Si tratta di mettere a punto una nuova strategia di sicurezza non più legata a un perimetro da proteggere, ma flessibile per quanto riguarda le minacce e la loro provenienza. Diventa, quindi, di primaria importanza la protezione dei dati e la loro gestione, soprattutto nel delicato processo di trasferimento del dato su piattaforme Cloud.
Quali le iniziative organizzative da intraprendere?
Dopo anni di budget cospicui allocati ad acquistare tecnologie all’ultimo grido e risultate talvolta insoddisfacenti, è giunto il momento sia per i responsabili della sicurezza sia per quelli aziendali di rivedere le priorità degli investimenti in cybersecurity come parte dell’approccio strategico di business aziendale.
La cybersecurity deve diventare uno degli elementi costituenti della strategia di business in modo che qualsiasi rischio di sicurezza sia correttamente pesato e pensato all’interno dell’intero sistema di gestione aziendale.
Da quando la digitalizzazione ha iniziato a permeare il mercato, cambiando il modo di lavorare nell’industria e nel commercio, le strategie di business non hanno quasi mai tenuto conto in modo appropriato della sicurezza informatica.
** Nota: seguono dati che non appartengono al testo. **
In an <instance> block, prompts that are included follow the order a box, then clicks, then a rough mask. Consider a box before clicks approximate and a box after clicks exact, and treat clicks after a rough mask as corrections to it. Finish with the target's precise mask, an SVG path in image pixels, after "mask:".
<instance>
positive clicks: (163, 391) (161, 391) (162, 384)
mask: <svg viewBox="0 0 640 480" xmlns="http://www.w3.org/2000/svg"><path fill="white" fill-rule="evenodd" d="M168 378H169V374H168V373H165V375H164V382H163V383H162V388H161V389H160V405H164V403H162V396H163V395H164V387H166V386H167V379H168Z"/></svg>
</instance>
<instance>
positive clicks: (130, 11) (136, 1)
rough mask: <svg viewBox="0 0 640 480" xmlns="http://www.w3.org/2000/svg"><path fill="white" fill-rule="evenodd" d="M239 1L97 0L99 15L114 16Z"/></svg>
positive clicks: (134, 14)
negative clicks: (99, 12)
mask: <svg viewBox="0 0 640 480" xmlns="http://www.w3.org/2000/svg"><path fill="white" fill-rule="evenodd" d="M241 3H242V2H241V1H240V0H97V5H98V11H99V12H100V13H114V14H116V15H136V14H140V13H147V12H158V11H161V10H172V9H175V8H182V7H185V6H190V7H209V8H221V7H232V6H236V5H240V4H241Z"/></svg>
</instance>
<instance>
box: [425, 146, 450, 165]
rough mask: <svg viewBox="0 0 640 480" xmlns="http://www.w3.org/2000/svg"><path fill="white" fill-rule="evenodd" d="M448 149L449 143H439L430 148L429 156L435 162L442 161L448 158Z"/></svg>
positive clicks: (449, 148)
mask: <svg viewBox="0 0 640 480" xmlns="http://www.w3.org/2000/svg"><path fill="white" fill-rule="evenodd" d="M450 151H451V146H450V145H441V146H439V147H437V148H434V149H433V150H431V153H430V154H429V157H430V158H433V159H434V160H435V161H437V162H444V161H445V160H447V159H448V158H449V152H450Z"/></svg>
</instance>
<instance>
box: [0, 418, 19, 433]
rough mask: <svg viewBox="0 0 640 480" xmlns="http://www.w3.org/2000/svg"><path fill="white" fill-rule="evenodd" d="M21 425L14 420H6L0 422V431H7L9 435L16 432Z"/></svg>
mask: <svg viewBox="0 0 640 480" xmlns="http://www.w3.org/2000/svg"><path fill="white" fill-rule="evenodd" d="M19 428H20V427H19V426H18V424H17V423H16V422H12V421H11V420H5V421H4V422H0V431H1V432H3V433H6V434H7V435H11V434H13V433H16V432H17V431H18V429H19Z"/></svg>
Anche oggi, in molti consigli di amministrazione e nei board aziendali sono pochi coloro che si possono dire esperti di cybersecurity.
Questa mancanza di conoscenza non consente di comprendere pienamente i rischi e soprattutto gli impatti sul business che deriverebbero da un caso di effrazione digitale e conseguente furto di dati aziendali e personali. Per troppi anni il tema della sicurezza è stato affrontato come una sfida puramente tecnica dettata dalla tecnologia e dalle normative.
Un altro elemento molto importante della strategia di cybersecurity riguarda il modello organizzativo, che deve includere ruoli di governance e di gestione del rischio così da essere in grado di sviluppare una strategia ben definita e di allinearla alle esigenze del business.
Ulteriore obiettivo è quello di sviluppare una cyber resilienza ovvero la capacità di rimanere operativi durante una violazione informatica quando dovesse verificarsi, perché “restare in vita”, in termini di business, riesce solo a chi sa mantenere operativi i suoi sistemi operativi, anche sotto attacco. Questo concetto è trasversale a tutta l’azienda perché abbraccia persone, procedure e asset, ovvero elementi diversi che non devono essere trascurati in un piano omnicomprensivo.
Un punto di partenza assolutamente imprescindibile è avere la consapevolezza di cosa accada all’interno della propria infrastruttura.
E se davvero fosse smart, un euro speso in cybersecurity che rendimento avrebbe per l’azienda?
I dati dell’ultimo report Clusit ci dicono che gli attacchi informatici hanno avuto a livello globale nell’ultimo anno un impatto economico pari al 6% del PIL. C’è un proverbio che dice “chi più spende, meno spende”. Ecco, direi quindi che è fondamentale non sottovalutare i rischi e dedicare il giusto budget agli investimenti in cybersecurity per evitare costi, o mancati introiti, molto più ingenti a danno avvenuto.